Date Set For Meeting On Illegal School

Photo by Judy Smestad-Nunn

  BRICK – A high school for ultra-orthodox Jewish boys will remain shut down if, and until, the owner, David Gluck and the congregation Kehilos Yisroel, submit a site plan and a use variance before the township’s Board of Adjustment, who must approve the application before the school could reopen.

  An agreement was reached on November 4 between Superior Court Judge Craig L. Wellerson and the operators of the school to keep the school closed until December 20 when the Township’s Board of Adjustment will hear their application.

  The school was being run at the site of the former Temple Beth Or at 200 Van Zile Road, which was sold to the Lakewood group for $3.6 million in March. The school for boys was being operated without obtaining township permits or safety inspections.

  Gluck has also purchased several homes in the area that have allegedly been used as dorms for the students. This case will be heard before the Brick municipal court.

  A November 9 hearing on the dorm use and overcrowding of 91 Hendrickson Avenue (one of the homes) was adjourned until December 13 at 10 a.m. after Township Prosecutor Lani Lombardi was unable to transmit files of discovery documents to Gluck’s attorney Adam Pfeffer since they were too large to email.

  During the November 9 council meeting, resident Joe Orth of Cleveland Avenue said that he and his neighbors were expecting that a court-ordered complete site plan and application would be submitted before Judge Wellerson.

  Township Business Administrator Joanne Bergin said Judge Wellerson tasked Brick Township with setting a date for a special hearing where all seven members of the Board of Adjustment would be present. At that time the applicant would file a complete application for a site plan and a variance, she said.

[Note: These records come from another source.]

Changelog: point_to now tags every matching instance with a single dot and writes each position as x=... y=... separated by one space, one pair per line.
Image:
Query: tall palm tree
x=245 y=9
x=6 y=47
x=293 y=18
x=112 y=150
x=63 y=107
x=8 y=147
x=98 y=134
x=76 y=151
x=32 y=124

  Gluck would have until the week ending November 12 to submit the full application, and the township has set the special meeting date of December 20 at 7 p.m., Bergin said. (In the anticipation of a large crowd, the Board of Adjustment hearing will be held at the Civic Plaza).

  Orth asked if a traffic study would be part of the application. Bergin said that while a traffic study is not part of an application, it would be part of the testimony the applicant would present during the hearing.

  If the applicant does not meet the deadline for the application submission, it would create a hardship for the township professionals to prepare their reports in time for the December 20 hearing, “…so I would expect our attorney would vehemently stress how difficult it is for them not to have met that deadline,” Bergin said. “The judge was very clear on his expectations.”

  Meanwhile, the school stays closed, said Mayor John G. Ducey.

  “That’s the key to the whole thing – the judge has said the school will stay closed, so that’s what we asked for, and the judge has been with us with that,” he said during the council meeting.

  Orth asked about the municipal hearing regarding local homes being used as dormitories.

  “I find it almost unfathomable at this point that the Brick prosecutor couldn’t provide discovery documents to David Gluck’s lawyer Adam Pfeffer in a timely fashion, and that’s in the two weeks from the last delay by Gluck,” Orth said.

  “I’m hoping that you will oversee the delivery of the materials by December 13 so this will continue the process…and this could move forward a little bit,” Orth said to the governing body.

  Mayor Ducey said that Code Enforcement checks the homes in question periodically, and there have been no students living there since September 10.

  The next council meeting will be on Tuesday, November 23 at 7 p.m.